Pivot and still be anti-fragile in the coronavirus era

The coronavirus crisis has already begun devastating every economy, stretching out business reserves and threatening the livelihood of some individuals who face furloughs.

For some businesses that are losing most of their mainstream revenue as well as individuals who have to fend for themselves after losing employment, there is the dreadful possibility that they become unscrupulous while recouping investments or compensating lost incomes.


Meanwhile, more organizations and entrepreneurs are pivoting to conduct business activities in a different dimension from their present one – digitalisation.
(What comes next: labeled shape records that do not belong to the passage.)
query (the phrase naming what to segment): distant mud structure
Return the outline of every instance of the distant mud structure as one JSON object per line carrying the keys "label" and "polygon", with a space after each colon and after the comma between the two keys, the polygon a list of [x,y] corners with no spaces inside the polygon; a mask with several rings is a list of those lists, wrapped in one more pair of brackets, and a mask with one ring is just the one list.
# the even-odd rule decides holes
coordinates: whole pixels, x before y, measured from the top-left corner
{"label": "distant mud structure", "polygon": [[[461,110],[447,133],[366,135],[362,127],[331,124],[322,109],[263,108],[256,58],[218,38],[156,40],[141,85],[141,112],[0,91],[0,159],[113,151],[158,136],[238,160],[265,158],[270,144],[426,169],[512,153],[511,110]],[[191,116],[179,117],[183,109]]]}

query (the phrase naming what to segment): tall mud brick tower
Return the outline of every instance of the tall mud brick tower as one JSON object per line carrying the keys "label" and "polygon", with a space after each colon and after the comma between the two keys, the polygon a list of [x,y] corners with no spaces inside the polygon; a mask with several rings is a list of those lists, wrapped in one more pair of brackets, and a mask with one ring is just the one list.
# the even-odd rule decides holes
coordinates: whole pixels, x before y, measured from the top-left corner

This means having to rely more on technology to support crucial conversations, decision-making and business processes.


Yet when this is all over (maybe in the near future), it is ostensibly real that organizations emerging as survivors of the near annihilation need offer no apologies for being so. Conducting business in a new state of mind will start to show positive outcome, if that was already in place during the Movement Control Order period.


During the MCO period, employees are entrusted to carry on tasks in their area of responsibility with accountability and transparency. It is even more important now that the leadership of a company continues to drive ethics and legal compliance within a virtual organization, and improve all the new processes of doing business that the company has since adapted to in recent times. It is not about innovation, but rather, effectiveness of well-adapted processes has to always show through.


The leadership shall need for managers to have greater responsibility and to be showing up with candour in upstream and downstream communications. The cadence of the leadership’s and managers’ reminder of `business as usual’ will ring through vicariously in every communication, as it is not a time to waive the organization’s obligations to its code of conduct or legal requirements.


Aside of that, companies must ensure that conducting due diligence on newly formed business partnerships remains a core function in their processes. Businesses that were established under the conditions of a crisis, may not be entirely governed by any existing law that requires new regulatory measures, thus exposing companies to compliance vulnerabilities like fraud or corruption. Such legal and ethical glitches need to be addressed with the same importance as other business operations of a company.


The dawn of this new era now and being mindful of our ethical obligations inevitably draws us to becoming antifragile to face challenges of the now and also of a new ecosystem.